Distributed tracing not working on .net [solution]

Summary

TraceContinuationStrategy is not a complete successor for TraceContextIgnoreSampledFalse. In Transaction.cs, when TraceContextIgnoreSampledFalse is true, the ParentId of a distributed transaction will be set to null.

This detaches the local trace from the caller's trace.

For distributed transactions, ensure that TraceContextIgnoreSampledFalse is always set to false.

Explanation

Our software runs distributed across a large number of nodes.

Somehow we were unable to instantiate the value of HTTP-header "traceparent" such that it correlated the trace across the nodes.

All asp.net core website instances were initialized using:

            IApmLogger elasticApmLogger = new ElasticApmLogger();

            AgentComponents agentComponents = new AgentComponents(elasticApmLogger, elasticApmConfig, null);

            Agent.Setup(agentComponents);

            HttpDiagnosticsSubscriber httpDiagnosticsSubscriber = new HttpDiagnosticsSubscriber();
            services.AddElasticApm(httpDiagnosticsSubscriber);

            AspNetCoreDiagnosticSubscriber aspNetCoreDiagnosticSubscriber = new AspNetCoreDiagnosticSubscriber();
            services.AddElasticApm(aspNetCoreDiagnosticSubscriber);

            SqlClientDiagnosticSubscriber sqlClientDiagnosticSubscriber = new SqlClientDiagnosticSubscriber();
            services.AddElasticApm(sqlClientDiagnosticSubscriber);

and each one had an individual trace registered.

On the receiving side in the network, the traceparent was received by a filter and had a value such as:

00-e5c1244444312af480bae5db1156ff7d-67f551c7ec652007-01

According to Trace Context, the 67f551...007 value is the parent ID to which the local trace should be attached.

However, the outcome of:

DistributedTracingData distributedTracingData = DistributedTracingData.TryDeserializeFromString(traceParent);

transaction = Agent.Tracer.StartTransaction($"distri-{origin}", ApiConstants.TypeRequest, distributedTracingData);

was always that transaction.ParentId is null, despite distributedTracingData.ParentId being NOT null.

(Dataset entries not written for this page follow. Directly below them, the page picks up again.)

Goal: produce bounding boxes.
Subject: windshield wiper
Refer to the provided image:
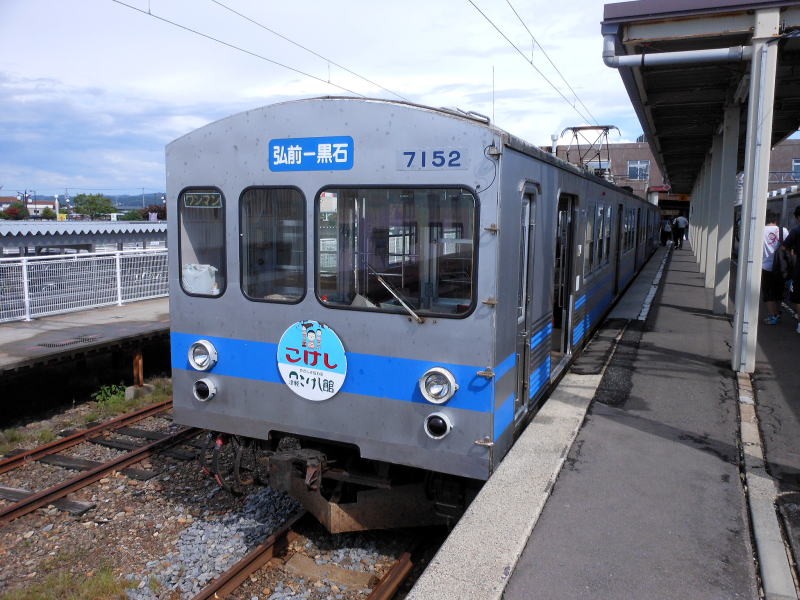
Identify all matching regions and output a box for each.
[367,265,425,324]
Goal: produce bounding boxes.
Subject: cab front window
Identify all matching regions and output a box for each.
[178,189,226,296]
[241,187,306,303]
[316,187,478,317]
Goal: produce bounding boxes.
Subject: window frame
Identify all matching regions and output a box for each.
[175,185,225,299]
[312,183,481,319]
[238,185,308,304]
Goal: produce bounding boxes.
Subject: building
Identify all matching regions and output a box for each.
[556,139,800,216]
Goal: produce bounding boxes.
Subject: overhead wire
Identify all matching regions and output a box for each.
[111,0,365,98]
[211,0,409,102]
[467,0,597,124]
[506,0,597,125]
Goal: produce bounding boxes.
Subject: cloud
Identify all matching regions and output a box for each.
[0,0,640,191]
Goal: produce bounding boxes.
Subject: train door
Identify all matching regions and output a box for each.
[514,187,536,421]
[550,195,577,372]
[614,204,625,296]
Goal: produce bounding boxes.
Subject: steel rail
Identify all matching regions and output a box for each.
[0,400,172,474]
[367,552,414,600]
[192,510,307,600]
[0,427,201,525]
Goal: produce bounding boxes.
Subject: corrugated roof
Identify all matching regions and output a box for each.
[0,221,167,237]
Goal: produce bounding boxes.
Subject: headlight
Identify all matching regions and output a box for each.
[189,340,217,371]
[419,367,458,404]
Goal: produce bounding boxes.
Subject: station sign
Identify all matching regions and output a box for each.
[269,135,354,172]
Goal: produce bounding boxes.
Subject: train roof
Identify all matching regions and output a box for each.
[172,96,638,202]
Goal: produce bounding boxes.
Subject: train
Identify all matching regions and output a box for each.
[166,97,660,532]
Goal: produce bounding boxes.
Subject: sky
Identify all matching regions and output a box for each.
[0,0,641,196]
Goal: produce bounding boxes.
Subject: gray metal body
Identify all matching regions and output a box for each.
[166,98,658,479]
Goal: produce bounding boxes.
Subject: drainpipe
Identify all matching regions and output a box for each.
[603,34,753,69]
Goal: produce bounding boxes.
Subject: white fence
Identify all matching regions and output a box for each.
[0,248,168,323]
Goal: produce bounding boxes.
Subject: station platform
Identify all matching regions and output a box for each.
[407,243,800,600]
[0,297,169,377]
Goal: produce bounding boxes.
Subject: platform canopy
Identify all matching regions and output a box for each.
[602,0,800,194]
[602,0,800,373]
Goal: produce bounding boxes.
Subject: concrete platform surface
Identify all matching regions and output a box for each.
[408,244,800,600]
[0,298,169,375]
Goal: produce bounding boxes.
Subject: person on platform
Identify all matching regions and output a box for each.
[783,206,800,333]
[661,218,672,246]
[761,211,789,325]
[672,215,689,248]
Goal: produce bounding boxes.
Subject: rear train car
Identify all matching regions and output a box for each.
[166,98,659,531]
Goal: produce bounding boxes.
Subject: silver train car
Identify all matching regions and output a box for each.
[166,97,659,531]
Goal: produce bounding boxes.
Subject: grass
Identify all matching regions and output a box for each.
[0,566,132,600]
[0,377,172,456]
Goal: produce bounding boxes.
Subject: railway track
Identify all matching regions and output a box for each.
[192,510,413,600]
[0,401,200,525]
[0,402,432,600]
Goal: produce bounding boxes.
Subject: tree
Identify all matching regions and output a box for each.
[119,208,142,221]
[142,204,167,221]
[73,194,117,219]
[3,202,30,221]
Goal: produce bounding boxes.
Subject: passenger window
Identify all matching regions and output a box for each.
[241,188,306,303]
[317,188,477,317]
[178,189,226,296]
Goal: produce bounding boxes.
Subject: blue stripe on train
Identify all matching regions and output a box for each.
[170,332,490,413]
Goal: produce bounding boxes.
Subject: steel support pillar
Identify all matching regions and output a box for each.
[731,8,780,373]
[712,104,741,315]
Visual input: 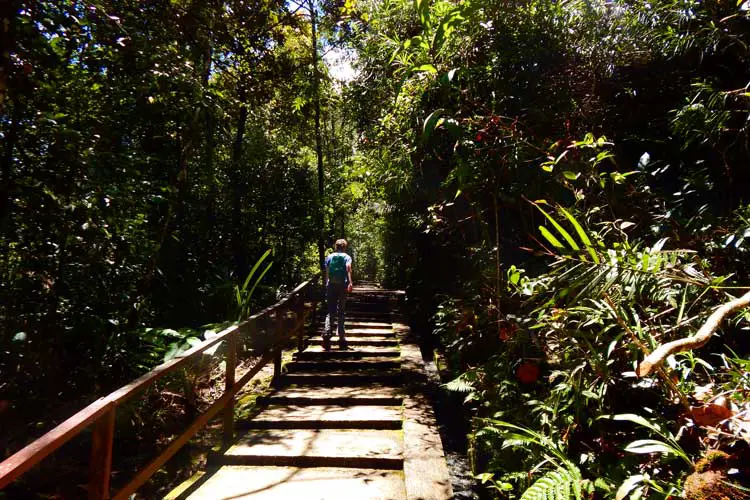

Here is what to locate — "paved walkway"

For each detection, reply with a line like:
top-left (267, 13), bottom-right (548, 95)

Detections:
top-left (167, 285), bottom-right (452, 500)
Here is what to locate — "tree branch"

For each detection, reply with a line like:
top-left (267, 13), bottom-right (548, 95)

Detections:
top-left (637, 292), bottom-right (750, 377)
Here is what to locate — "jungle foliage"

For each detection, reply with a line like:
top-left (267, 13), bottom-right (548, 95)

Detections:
top-left (0, 0), bottom-right (368, 482)
top-left (0, 0), bottom-right (750, 500)
top-left (348, 0), bottom-right (750, 500)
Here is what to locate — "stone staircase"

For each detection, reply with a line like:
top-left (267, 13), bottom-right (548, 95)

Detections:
top-left (167, 286), bottom-right (451, 500)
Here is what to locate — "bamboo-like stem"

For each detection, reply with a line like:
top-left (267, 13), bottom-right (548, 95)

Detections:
top-left (636, 292), bottom-right (750, 377)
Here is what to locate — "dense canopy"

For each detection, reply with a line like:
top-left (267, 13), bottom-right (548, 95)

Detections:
top-left (0, 0), bottom-right (750, 500)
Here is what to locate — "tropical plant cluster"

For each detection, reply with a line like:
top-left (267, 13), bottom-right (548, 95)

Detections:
top-left (0, 0), bottom-right (364, 488)
top-left (347, 0), bottom-right (750, 500)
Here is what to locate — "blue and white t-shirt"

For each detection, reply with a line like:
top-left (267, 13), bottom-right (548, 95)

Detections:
top-left (325, 252), bottom-right (352, 285)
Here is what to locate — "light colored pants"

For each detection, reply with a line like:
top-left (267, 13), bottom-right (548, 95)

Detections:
top-left (323, 283), bottom-right (347, 342)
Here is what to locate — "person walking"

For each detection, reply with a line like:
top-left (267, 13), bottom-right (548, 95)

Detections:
top-left (323, 238), bottom-right (352, 351)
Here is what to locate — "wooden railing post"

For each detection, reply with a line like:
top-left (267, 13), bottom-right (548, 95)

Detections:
top-left (223, 330), bottom-right (239, 447)
top-left (89, 404), bottom-right (116, 500)
top-left (273, 307), bottom-right (286, 385)
top-left (294, 297), bottom-right (306, 352)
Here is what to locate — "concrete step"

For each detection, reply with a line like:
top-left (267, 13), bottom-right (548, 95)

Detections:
top-left (166, 465), bottom-right (406, 500)
top-left (313, 330), bottom-right (396, 340)
top-left (344, 319), bottom-right (392, 328)
top-left (216, 429), bottom-right (404, 470)
top-left (315, 325), bottom-right (394, 335)
top-left (286, 360), bottom-right (401, 373)
top-left (261, 384), bottom-right (403, 406)
top-left (309, 337), bottom-right (398, 349)
top-left (244, 405), bottom-right (401, 429)
top-left (294, 345), bottom-right (401, 361)
top-left (281, 370), bottom-right (402, 386)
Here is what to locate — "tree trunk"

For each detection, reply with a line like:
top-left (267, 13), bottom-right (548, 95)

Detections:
top-left (307, 0), bottom-right (325, 272)
top-left (229, 87), bottom-right (248, 279)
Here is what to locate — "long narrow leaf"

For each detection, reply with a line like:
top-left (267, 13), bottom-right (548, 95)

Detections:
top-left (559, 207), bottom-right (600, 264)
top-left (248, 262), bottom-right (273, 304)
top-left (242, 248), bottom-right (272, 293)
top-left (534, 203), bottom-right (581, 252)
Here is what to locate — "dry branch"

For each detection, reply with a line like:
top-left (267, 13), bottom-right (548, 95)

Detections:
top-left (637, 292), bottom-right (750, 377)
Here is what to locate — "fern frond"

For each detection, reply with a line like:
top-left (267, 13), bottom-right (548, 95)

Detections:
top-left (521, 464), bottom-right (585, 500)
top-left (443, 373), bottom-right (475, 392)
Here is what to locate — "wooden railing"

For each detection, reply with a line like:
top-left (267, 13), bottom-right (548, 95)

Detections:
top-left (0, 276), bottom-right (319, 500)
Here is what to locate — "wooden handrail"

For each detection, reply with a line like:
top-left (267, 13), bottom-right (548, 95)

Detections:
top-left (0, 274), bottom-right (319, 499)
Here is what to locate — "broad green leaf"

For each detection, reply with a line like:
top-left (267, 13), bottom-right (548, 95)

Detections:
top-left (560, 207), bottom-right (601, 264)
top-left (412, 64), bottom-right (437, 75)
top-left (625, 439), bottom-right (680, 455)
top-left (422, 108), bottom-right (443, 143)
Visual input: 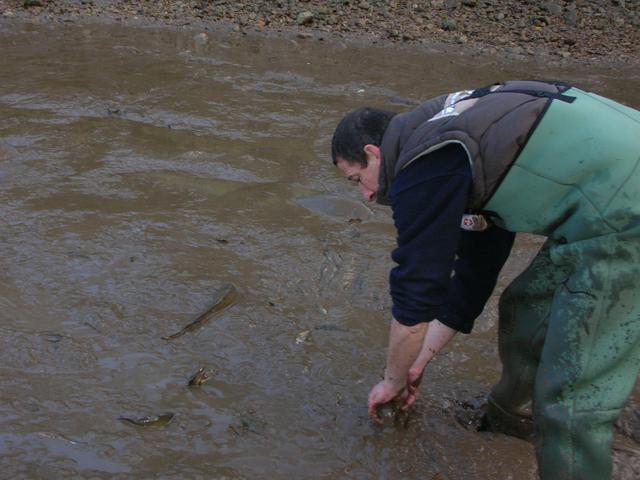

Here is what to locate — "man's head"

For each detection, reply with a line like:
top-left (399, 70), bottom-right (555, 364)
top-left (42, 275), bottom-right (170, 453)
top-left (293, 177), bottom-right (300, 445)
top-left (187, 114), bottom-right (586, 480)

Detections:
top-left (331, 107), bottom-right (395, 201)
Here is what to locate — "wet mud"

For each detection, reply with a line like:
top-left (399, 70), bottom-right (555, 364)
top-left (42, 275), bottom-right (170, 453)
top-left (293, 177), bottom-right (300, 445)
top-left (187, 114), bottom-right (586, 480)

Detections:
top-left (0, 17), bottom-right (640, 479)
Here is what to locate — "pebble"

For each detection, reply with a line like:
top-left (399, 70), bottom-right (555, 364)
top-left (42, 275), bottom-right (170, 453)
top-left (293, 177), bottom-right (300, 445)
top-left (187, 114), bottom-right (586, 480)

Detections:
top-left (563, 9), bottom-right (578, 27)
top-left (442, 18), bottom-right (458, 31)
top-left (542, 2), bottom-right (562, 15)
top-left (193, 33), bottom-right (209, 45)
top-left (296, 10), bottom-right (313, 25)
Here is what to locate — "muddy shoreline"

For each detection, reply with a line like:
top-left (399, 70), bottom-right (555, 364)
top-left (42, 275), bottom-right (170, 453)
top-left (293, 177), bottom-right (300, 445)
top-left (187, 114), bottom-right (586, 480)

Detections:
top-left (0, 0), bottom-right (640, 70)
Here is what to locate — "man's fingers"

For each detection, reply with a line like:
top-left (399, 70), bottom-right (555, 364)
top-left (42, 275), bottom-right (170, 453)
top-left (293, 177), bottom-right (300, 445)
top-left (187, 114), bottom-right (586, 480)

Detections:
top-left (369, 403), bottom-right (382, 424)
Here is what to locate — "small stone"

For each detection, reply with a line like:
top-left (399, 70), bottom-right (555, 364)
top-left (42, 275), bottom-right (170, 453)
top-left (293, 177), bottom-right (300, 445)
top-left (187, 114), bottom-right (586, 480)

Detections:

After checking the published source code of Elastic.Apm.Model.Transaction, it was found that TraceContextIgnoreSampledFalse despited being deprecated with TraceState being null, ensures that the ParentId is set to null.

// If TraceContextIgnoreSampledFalse is set and the upstream service is not from our agent (aka no sample rate set)
// ignore the sampled flag and make a new sampling decision.
#pragma warning disable CS0618
if (configuration.TraceContextIgnoreSampledFalse && (distributedTracingData.TraceState == null
#pragma warning restore CS0618
    || (!distributedTracingData.TraceState.SampleRate.HasValue && !distributedTracingData.FlagRecorded)))
  {
    IsSampled = sampler.DecideIfToSample(idBytes);
    _traceState?.SetSampleRate(sampler.Rate);

    // In order to have a root transaction, we also unset the ParentId.
    // This ensures there is a root transaction within elastic.
    ParentId = null;
  }

In our case, we have solved it by setting TraceContextIgnoreSampledFalse back to the default value false and keeping TraceContinuationStrategy on continue.

After searching a note was found on HTTP configuration options | APM .NET Agent Reference [1.x] | Elastic regarding .NET 5 applications, but it is unclear from the context that this concerns .NET 5 and newer applications. The note might be out-of-date.